REPO_NAME = "asl-neural-app.git"
BRANCH_NAME = "main"

# Get PAT (Personal Access Token) stored in Colab Secrets
PAT = userdata.get("GITHUB_PAT")
if not PAT:
    raise ValueError("GITHUB_PAT secret not found!")

# Construct Authetnicated URL for accessing repositry
AUTHENTICATED_URL = f"https://{PAT}@github.com/{USERNAME}/{REPO_NAME}"
REPO_FOLDER = REPO_NAME.replace(".git", "")

# Set global Git configuration
!git config --global user.email "twilliamsa776@gmail.com"
!git config --global user.name "{USERNAME}"

print("Setup github connection and authenticated url successfully!")

### Google Cloud Authentication

In [None]:
print("--- GCS Authentication ---")

auth.authenticate_user()

print("Google Cloud authentication complete.")

## Environment: Initialization and Imports

### Clone Github Repository

In [None]:
# Clean up any existing clone
if os.path.isdir(REPO_FOLDER):
    print(f"Removing old {REPO_FOLDER} folder...")
    !rm -rf {REPO_FOLDER}

# Clone the repository using the authenticated URL
print(f"Cloning repository: {REPO_NAME}...")
!git clone {AUTHENTICATED_URL}

# Change directory into the cloned repository
%cd {REPO_FOLDER}
print(f"Current working directory: {os.getcwd()}")

### Install Dependencies

In [None]:
print("Upgrading pip, setuptools, and wheel...")
!pip install --upgrade pip setuptools wheel -q

print("Using preinstalled numpy and tensorflow dependencies")

print("Installing remaining project dependencies from requirements.txt...")
!pip install -r requirements.txt -q

print("Dependencies installed successfully.")

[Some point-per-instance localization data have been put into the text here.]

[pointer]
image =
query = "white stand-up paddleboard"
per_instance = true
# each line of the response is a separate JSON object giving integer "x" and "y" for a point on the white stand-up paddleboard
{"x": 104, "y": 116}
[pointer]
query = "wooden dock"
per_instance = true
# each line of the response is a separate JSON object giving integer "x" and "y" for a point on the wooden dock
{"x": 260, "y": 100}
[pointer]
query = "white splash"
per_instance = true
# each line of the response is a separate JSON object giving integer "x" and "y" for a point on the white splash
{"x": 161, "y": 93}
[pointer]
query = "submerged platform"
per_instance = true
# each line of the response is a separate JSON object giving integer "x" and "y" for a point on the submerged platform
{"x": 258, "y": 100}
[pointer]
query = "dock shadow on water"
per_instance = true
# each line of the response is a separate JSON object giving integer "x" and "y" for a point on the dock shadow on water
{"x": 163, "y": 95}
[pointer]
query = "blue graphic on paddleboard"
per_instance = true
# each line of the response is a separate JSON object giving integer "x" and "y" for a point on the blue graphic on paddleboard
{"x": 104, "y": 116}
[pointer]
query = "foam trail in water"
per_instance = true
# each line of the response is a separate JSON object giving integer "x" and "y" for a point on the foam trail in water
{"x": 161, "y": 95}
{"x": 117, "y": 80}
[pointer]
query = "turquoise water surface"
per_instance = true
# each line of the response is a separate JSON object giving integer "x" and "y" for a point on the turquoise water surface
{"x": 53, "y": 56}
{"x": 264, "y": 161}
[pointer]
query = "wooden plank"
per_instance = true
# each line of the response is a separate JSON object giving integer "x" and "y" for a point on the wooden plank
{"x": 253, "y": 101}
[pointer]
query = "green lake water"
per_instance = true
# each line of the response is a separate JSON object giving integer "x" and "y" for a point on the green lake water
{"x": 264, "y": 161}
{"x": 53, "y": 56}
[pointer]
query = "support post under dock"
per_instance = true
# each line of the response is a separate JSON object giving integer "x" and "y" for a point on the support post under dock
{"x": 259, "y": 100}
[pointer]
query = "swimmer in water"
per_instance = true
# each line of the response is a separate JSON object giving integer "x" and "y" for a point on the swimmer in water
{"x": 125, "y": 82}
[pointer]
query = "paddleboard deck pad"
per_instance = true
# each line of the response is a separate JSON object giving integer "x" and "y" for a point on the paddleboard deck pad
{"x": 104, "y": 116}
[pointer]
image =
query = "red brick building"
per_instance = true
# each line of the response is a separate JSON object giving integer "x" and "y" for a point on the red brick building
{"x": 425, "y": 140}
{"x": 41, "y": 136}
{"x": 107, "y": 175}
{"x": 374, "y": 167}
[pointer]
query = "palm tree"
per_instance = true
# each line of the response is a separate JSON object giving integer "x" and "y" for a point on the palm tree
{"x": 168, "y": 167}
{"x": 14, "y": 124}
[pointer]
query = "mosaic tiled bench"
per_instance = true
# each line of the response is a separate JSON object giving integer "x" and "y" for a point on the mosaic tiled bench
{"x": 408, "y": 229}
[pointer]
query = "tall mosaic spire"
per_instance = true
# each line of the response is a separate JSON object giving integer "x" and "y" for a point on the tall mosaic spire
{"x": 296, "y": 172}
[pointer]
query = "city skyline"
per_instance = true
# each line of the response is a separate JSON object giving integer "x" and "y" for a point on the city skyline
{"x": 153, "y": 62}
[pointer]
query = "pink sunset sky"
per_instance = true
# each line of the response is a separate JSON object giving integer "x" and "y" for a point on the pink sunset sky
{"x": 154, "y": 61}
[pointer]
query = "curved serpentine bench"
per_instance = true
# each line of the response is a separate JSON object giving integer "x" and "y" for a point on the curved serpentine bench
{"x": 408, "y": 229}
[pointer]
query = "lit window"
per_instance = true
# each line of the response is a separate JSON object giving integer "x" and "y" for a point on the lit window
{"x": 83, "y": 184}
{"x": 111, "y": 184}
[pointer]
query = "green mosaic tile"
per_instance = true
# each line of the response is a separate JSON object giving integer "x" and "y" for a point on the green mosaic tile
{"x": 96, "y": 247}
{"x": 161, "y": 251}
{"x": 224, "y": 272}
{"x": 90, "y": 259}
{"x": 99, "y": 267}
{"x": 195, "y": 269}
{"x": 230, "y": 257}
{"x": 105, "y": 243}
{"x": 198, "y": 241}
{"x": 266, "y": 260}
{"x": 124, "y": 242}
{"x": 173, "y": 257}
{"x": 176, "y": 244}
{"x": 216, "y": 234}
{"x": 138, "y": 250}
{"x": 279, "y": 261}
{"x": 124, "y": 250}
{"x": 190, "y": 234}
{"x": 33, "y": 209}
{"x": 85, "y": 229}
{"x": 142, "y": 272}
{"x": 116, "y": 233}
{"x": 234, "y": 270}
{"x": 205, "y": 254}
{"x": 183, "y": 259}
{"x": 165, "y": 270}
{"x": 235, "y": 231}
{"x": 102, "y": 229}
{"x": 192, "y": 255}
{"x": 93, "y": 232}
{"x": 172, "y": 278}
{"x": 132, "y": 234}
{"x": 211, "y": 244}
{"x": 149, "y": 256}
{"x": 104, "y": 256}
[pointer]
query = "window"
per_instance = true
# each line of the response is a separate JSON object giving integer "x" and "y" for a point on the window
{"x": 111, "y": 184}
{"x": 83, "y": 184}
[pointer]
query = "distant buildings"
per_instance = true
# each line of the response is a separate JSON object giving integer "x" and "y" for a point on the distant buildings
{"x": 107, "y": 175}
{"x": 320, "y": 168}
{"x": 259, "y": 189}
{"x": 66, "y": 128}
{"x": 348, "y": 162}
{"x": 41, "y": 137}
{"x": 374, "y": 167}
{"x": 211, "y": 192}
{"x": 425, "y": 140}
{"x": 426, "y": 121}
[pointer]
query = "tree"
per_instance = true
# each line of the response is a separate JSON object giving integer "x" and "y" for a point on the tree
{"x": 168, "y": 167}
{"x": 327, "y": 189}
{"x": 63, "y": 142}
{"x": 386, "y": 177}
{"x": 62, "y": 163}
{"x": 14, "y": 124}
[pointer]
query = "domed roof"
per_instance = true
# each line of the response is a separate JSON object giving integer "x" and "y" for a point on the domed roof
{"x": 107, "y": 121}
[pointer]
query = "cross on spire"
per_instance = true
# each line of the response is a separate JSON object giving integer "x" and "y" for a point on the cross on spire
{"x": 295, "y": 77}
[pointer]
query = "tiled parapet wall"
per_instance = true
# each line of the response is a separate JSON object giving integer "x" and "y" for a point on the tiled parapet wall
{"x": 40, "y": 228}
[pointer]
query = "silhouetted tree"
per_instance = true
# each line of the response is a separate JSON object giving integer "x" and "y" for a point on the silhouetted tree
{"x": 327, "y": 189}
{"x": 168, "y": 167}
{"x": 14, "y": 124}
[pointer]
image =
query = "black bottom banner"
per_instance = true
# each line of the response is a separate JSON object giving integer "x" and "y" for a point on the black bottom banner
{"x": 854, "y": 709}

### Setup .Kaggle Directory

- Must upload kaggle.json file



In [None]:
# Check if the credentials file already exists in the expected location
if not os.path.exists(os.path.expanduser('~/.kaggle/kaggle.json')):
    print("Uploading kaggle.json file...")
    # This will open a dialog for you to select and upload your file
    uploaded = files.upload()

    # Check if the upload was successful
    if not uploaded:
        print("ERROR: kaggle.json was not uploaded.")
    else:
        # The uploaded file is now in the current working directory (/content/)
        # Proceed to move and secure it.

        # 2. Create the required directory
        !mkdir -p ~/.kaggle/

        # 3. Move the uploaded file into the correct directory
        # The key in the uploaded dictionary is the filename (kaggle.json)
        # User should upload a file: 'kaggle.json'
        !mv kaggle.json ~/.kaggle/kaggle.json

        # 4. Set the correct permissions (CRITICAL)
        # Permissions MUST be 600 for security.
        !chmod 600 ~/.kaggle/kaggle.json

        print("Kaggle authentication file set up successfully!")
else:
    print("Kaggle credentials already found at ~/.kaggle/kaggle.json.")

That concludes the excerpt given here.